It has been suggested that the study of the domestic dog might help to explain the evolution of human communicative skills, because the dog has been selected for living in a human environment and engaging in communicative interactions with humans for more than 10,000 years [1
]. More specifically, it was assumed that the functional similarities in the socio-cognitive behaviour of dogs and humans emerged as a consequence of comparable environmental selection pressures. Earlier it was thought that selection might have acted directly on the cognitive capacity of dogs [3
]. However, subsequent studies have emphasized the role of auxiliary components of behaviour, changes in which may have facilitated the manifestation of the pre-existing cognitive abilities in an anthropogenic environment [see "emotional reactivity" hypothesis in [1
]]. Indeed, any performance in a cognitively challenging task does not depend only on mental machinery, but on other factors such as temperament. Recently, considerable attention has been paid to the so-called human-cued "two-way object choice" test, in which the subject can capitalize on the gestural cue of a human to choose between two containers [see [2
], for a review]. The relatively high performance of dogs in this task in comparison with apes [3
] and wolves [4
] was explained chiefly by reference to selective factors that acted directly on the cognitive ability of dogs to respond to human gestural cues. Recent findings on adult wolves' higher performance were attributed either to learning effects related directly to the task [6
] or to developmental changes in some behavioural traits [7
Importantly, however, there are at least two other situational factors that affect the performance of the subjects in this task. Firstly, Hare [8
] argued that the versions of the two-way choice task, where the subject has to select the social signal in preference to other cues (e.g. the location of the bait in the previous trial), are cooperative in nature. The poor performance of the chimpanzees in this test was attributed to their putative inability to appreciate the cooperative aspect of this task. Secondly, performance may be affected by enduring attention, i.e., that watching the cueing human more intensely or for longer could also facilitate performance because it increases the subjects' probability of noticing and correctly recognizing minute gestural signals. Differences in attention span appear critical in social learning [9
] where the quality of observation also affects subsequent performance. Previously we have shown that an increased tendency to look at humans may also play role in dog-wolves differences [4
Recent data on the performance of dogs and wolves in the comprehension of the distal pointing gestures suggest that claims about dogs' general superior ability in relying on subtle human communicative signals remain largely debatable [7
]. This is partly because individuals from some dog populations do not show high levels of performance [6
]. Recent reports and resultant discourse [see [3
]] have emphasized the possibility that the comparisons of dog and wolf groups have failed to exclude the influence of confounding environmental effects.

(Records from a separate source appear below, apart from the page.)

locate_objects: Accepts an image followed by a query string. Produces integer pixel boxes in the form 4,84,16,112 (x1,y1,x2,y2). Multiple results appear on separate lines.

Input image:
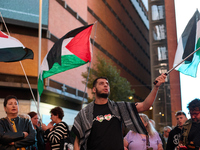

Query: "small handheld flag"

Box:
173,10,200,77
38,24,93,95
0,31,34,62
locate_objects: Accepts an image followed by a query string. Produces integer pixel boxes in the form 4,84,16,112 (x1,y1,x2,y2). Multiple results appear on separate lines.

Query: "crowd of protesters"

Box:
0,74,200,150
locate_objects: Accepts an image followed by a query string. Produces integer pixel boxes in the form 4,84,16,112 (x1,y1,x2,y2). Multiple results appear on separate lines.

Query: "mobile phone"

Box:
179,146,187,150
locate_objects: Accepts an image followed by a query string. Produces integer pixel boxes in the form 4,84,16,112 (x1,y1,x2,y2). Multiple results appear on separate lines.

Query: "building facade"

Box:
148,0,181,130
0,0,152,125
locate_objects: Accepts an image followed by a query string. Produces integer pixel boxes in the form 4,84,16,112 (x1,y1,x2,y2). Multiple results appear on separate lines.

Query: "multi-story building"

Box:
148,0,181,130
0,0,151,125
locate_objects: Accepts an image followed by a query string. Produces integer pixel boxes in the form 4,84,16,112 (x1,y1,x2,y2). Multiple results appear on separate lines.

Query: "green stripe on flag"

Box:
38,55,87,95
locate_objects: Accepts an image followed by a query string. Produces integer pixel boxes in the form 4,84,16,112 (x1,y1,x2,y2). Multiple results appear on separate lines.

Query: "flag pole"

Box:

Without relying on species comparisons, in the current two studies we offer a novel approach to reveal the possible effects of artificial selection of dogs; selection that might affect their performance in communicative tasks. In the two-way object choice test, we applied the relatively demanding distal momentary pointing as a human cue, because it has been established as a benchmark by several previous studies [e.g. [5
]; 11; for review see [2
Our basic assumption is that, during domestication, dogs have been selected for 1) enhanced cooperative ability and 2) enduring attention, and these skills have been further differentiated during the process of breed formation.
Investigation of the working history of different breeds suggests that dogs have been required to cooperate in two fundamentally different contexts. Some work cooperatively, with continuous visual contact of their human partner, (e.g. herding dogs, gundogs), labelled the 'cooperative worker' breeds, whereas others work with no human visual contact (e.g. hounds, earth dogs, livestock guarding dogs and sled dogs), labelled the 'independent worker' breeds. Since the human cueing is necessary for the success in the two-way choice task, we firstly hypothesized that dogs selected for cooperation in visually guided tasks would show superior performance in comparison with the other working breeds.
Our second hypothesis emerged from a recent study that detected a significant difference in the distribution of retinal ganglion cells between brachycephalic ("short-nosed") and dolichocephalic ("long-nosed") dog breeds [12
]. It reported that ganglion cells in brachycephalic breeds occur more centrally in the retina. Since, in other species, such arrangement usually correlates with the retinal location of greatest visual acuity, McGreevy et al. [12
] suggested that brachycephalic breeds might respond most to stimuli in the central field (i.e., when looking forward) because they are less disturbed by visual stimuli from the peripheral field. Accordingly, we hypothesized that this morphological change could also influence performance in the two-way choice task and gave brachycephalic breeds an advantage over dolichocephalic breeds.